本実施形態のリモコン装置2は、高齢者や色弱者の視感に合わせてLED34の明るさを変更するためのモード切替ボタン24a〜24cを備えている。モード切替ボタン24a〜24cは、それぞれ、通常モード、高齢者モード、一型二色覚者モードを選択操作するための押しボタンスイッチとされている。
【0021】
図2に示すように、リモコン装置2は、コントロールユニット10に操作部20及び光源明るさ可変手段31が接続されている。
コントロールユニット10は、内部のバスにCPU(Central Processing Unit)11、ROM(Read Only Memory)12、RAM(Random Access Memory)13、不揮発性半導体メモリ14、I/O(入出力)回路15、等が接続されたマイコン(マイクロコンピュータ)とされている。ROM12には、照明44〜46のオンオフやスポット照明45,46の明るさ変更を制御するためのプログラムが書き込まれている。不揮発性メモリ14には、PWM(Pulse Width Modulation;パルス幅変調)制御によりLED34の明るさを変更するためのパルス幅に対応したパルス幅値14a〜14cが記憶されている。PWM制御のパルス幅を指令するためのパルス幅指令値は、I/O回路15から光源明るさ可変手段31のパルス幅制御回路32へ出力される。また、照明44〜46のオンオフやスポット照明45,46の明るさ変更を制御するための照明制御信号は、I/O回路15から照明駆動回路41〜43へ出力される。CPU11は、ROM12に記録されたプログラムに基づいてリモコン装置2の各部を制御する。
操作部20には、上述した各種操作ボタン23a〜23e,24a〜24cが設けられている。
【0022】
光源明るさ可変手段31は、パルス幅制御回路32と光源駆動回路33を備え、コントロールユニット10からの入力に応じた明るさに変えてLED34を発光させる。
パルス幅制御回路32は、コントロールユニット10からパルス幅指令値を入力し、このパルス幅指令値に対応したパルス幅のPWM信号を生成する。パルス幅制御回路32は、公知の回路を用いることができ、例えば図2中に示した原理でPWM信号を生成することができる。ここで、図2中に示したグラフは、横軸が時間t、縦軸がカウンタのカウント値である。図2に示すパルス幅制御回路32は、クロックに同期したパルスをカウンタでカウントし、カウンタの値がクリア値に達するとカウンタを0に戻し、カウンタの値が0に戻った時点でPWM信号をオフからオンに切り替え、カウンタの値がパルス幅指令値に達した時点でPWM信号をオンからオフに切り替える。カウンタを0に戻す間隔は、LED発光のオンオフが人の目に判らない程度に短い間隔としている。図2に示す例の場合、総時間に対するLED点灯時間の比を表すPWM信号のデューティ比は、パルス幅指令値が大きくなるほど大きくなる。
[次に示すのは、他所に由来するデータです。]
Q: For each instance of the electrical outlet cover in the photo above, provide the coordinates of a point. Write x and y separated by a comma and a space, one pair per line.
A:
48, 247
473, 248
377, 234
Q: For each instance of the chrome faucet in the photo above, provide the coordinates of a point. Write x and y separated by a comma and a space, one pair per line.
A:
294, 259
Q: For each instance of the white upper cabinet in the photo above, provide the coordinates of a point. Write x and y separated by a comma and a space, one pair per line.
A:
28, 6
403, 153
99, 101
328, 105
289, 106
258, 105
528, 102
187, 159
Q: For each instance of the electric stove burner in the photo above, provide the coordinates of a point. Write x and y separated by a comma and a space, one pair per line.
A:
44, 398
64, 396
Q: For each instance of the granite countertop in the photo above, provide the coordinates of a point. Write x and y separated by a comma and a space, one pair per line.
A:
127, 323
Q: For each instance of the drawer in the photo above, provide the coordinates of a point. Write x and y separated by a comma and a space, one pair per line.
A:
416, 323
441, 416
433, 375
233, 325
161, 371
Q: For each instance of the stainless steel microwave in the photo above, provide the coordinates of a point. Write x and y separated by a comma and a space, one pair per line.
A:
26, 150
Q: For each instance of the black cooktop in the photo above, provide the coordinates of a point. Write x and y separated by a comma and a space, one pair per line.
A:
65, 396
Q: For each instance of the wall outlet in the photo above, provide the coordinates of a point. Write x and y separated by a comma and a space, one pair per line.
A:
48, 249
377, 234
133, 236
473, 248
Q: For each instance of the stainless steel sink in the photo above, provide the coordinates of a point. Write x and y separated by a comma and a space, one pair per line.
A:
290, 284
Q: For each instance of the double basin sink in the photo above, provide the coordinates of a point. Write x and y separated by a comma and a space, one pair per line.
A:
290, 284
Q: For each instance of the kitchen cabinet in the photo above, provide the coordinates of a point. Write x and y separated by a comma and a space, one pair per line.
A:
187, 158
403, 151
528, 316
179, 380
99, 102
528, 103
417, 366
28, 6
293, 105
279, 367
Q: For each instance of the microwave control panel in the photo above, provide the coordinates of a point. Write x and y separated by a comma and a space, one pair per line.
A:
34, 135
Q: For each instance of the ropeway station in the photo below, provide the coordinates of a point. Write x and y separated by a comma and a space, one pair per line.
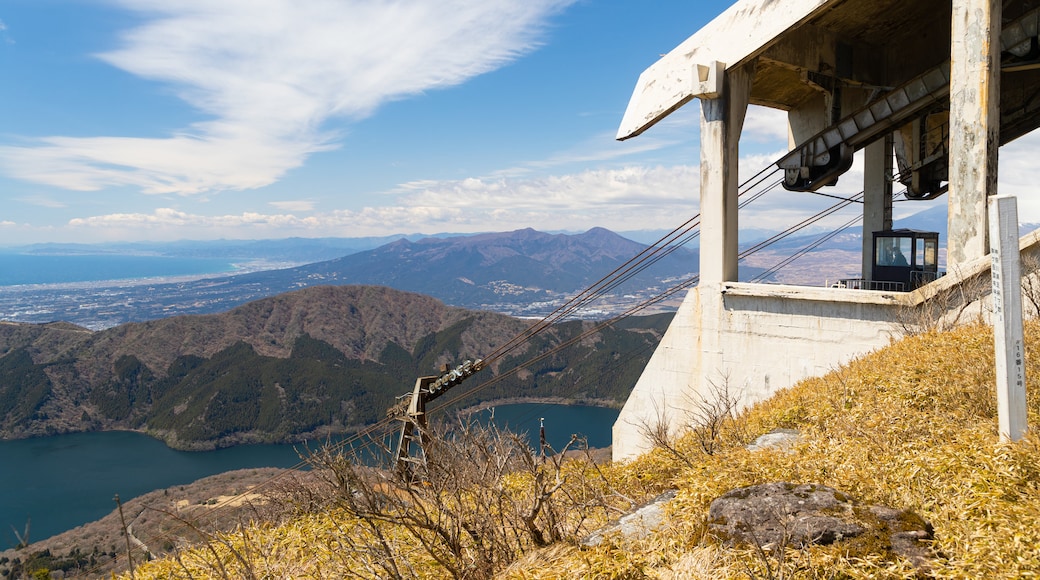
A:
928, 90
むろん、図2で示したPWM信号とはオンオフが逆となるPWM信号を生成するパルス幅制御回路でも、PWM制御によりLED34の明るさを変更することが可能である。
【0023】
光源駆動回路33は、パルス幅制御回路32からPWM信号を入力し、このPWM信号に同期したパルス幅の定電流をLED34に供給する。光源駆動回路33は、公知の回路を用いることができ、例えばMOSFET(Metal-Oxide-Semiconductor Field-Effect Transistor)、定電流レギュレータ、等でLED34を点灯させるのに十分な電圧の出力電流をPWM信号に従ってオンオフする。
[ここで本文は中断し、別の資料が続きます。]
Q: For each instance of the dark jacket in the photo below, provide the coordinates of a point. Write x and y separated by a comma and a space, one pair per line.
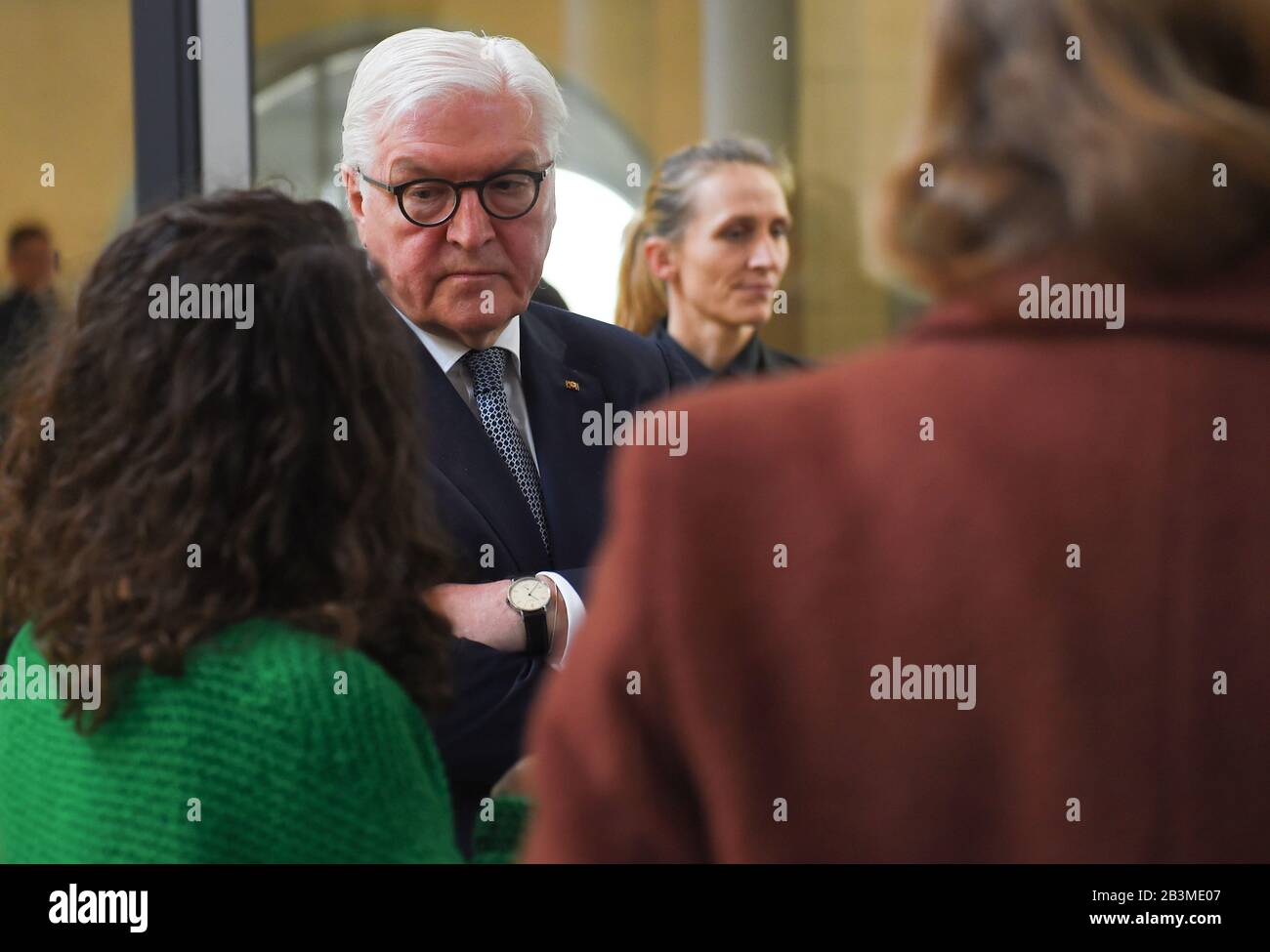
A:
570, 364
754, 358
21, 315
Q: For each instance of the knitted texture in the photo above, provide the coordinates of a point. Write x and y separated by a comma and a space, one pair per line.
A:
282, 766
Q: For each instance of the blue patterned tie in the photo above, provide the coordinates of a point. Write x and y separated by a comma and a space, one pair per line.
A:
487, 368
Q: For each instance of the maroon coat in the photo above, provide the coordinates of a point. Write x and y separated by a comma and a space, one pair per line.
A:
1092, 684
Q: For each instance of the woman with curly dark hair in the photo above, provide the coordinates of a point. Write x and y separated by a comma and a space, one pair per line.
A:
224, 516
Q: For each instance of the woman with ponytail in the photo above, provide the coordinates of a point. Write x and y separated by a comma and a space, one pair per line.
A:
706, 254
228, 540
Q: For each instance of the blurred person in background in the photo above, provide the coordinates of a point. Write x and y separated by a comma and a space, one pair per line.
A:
30, 268
230, 521
705, 258
995, 593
LED34a,34bは、光源駆動回路33からパルス状の電流を入力して発光する。この電流は、コントロールユニット10からのパルス幅指令値に対応したパルス幅となる。LED発光のオンオフの周期が人の目で判らない程度に短ければ、見かけ上、LEDがデューティ比に比例した光度となる。
【0024】
リモコン装置2に接続された照明駆動回路41〜43は、コントロールユニット10から上記照明制御信号を入力し、この照明制御信号に従って照明44〜46を駆動(オンオフ)したりスポット照明45,46の明るさを制御したりする。
【0025】
ところで、LEDを使用した操作・表示機器の最も基本的な機能要件は、LEDの点灯を容易に認識させることである。また、機器のインターフェイスデザインとして、高齢者や色弱者等の幅広いユーザーの色覚特性に考慮したデザイン(カラーユニバーサルデザイン)が要望されている。しかし、LEDの発光波長特性(ピーク波長、発光スペクトルの広がり等)が高齢者や色弱者の感じる明るさに与える影響について、定量的に推定する方法は検討されていなかった。そのため、機器のハードウエア設計者は、どのような光学特性を持つLEDを製品に使用すれば高齢者や色弱者が見易くなるのか分からなかった。
一方、インターフェイスデザインの色を変えることは、色自体の意味が無くなることになり、色を用いた製品の使い易さが低下してしまうことに繋がる。
そこで、本実施形態のリモコン装置2は、色を変えずにLED34を視認させ易くした装置としている。
【0026】
(2)表示装置の光源明るさ決定方法及び光源発光方法の概略:
リモコン装置2のLED34の明るさを決定するため、第一のステップ(A)として、標準の視感光度ILuと高齢者や色弱者の視感光度ILu_oとの比に対応した値ILu_o/ILuを求めることにしている。この値ILu_o/ILuは、高齢者や色弱者が点灯状態のLEDを見たときに標準の使用者の感じる明るさの何倍に感じられるのかを表わす。以後、値ILu_o/ILuを「明るさ知覚効率」(brightness perception efficiency)と呼ぶことにする。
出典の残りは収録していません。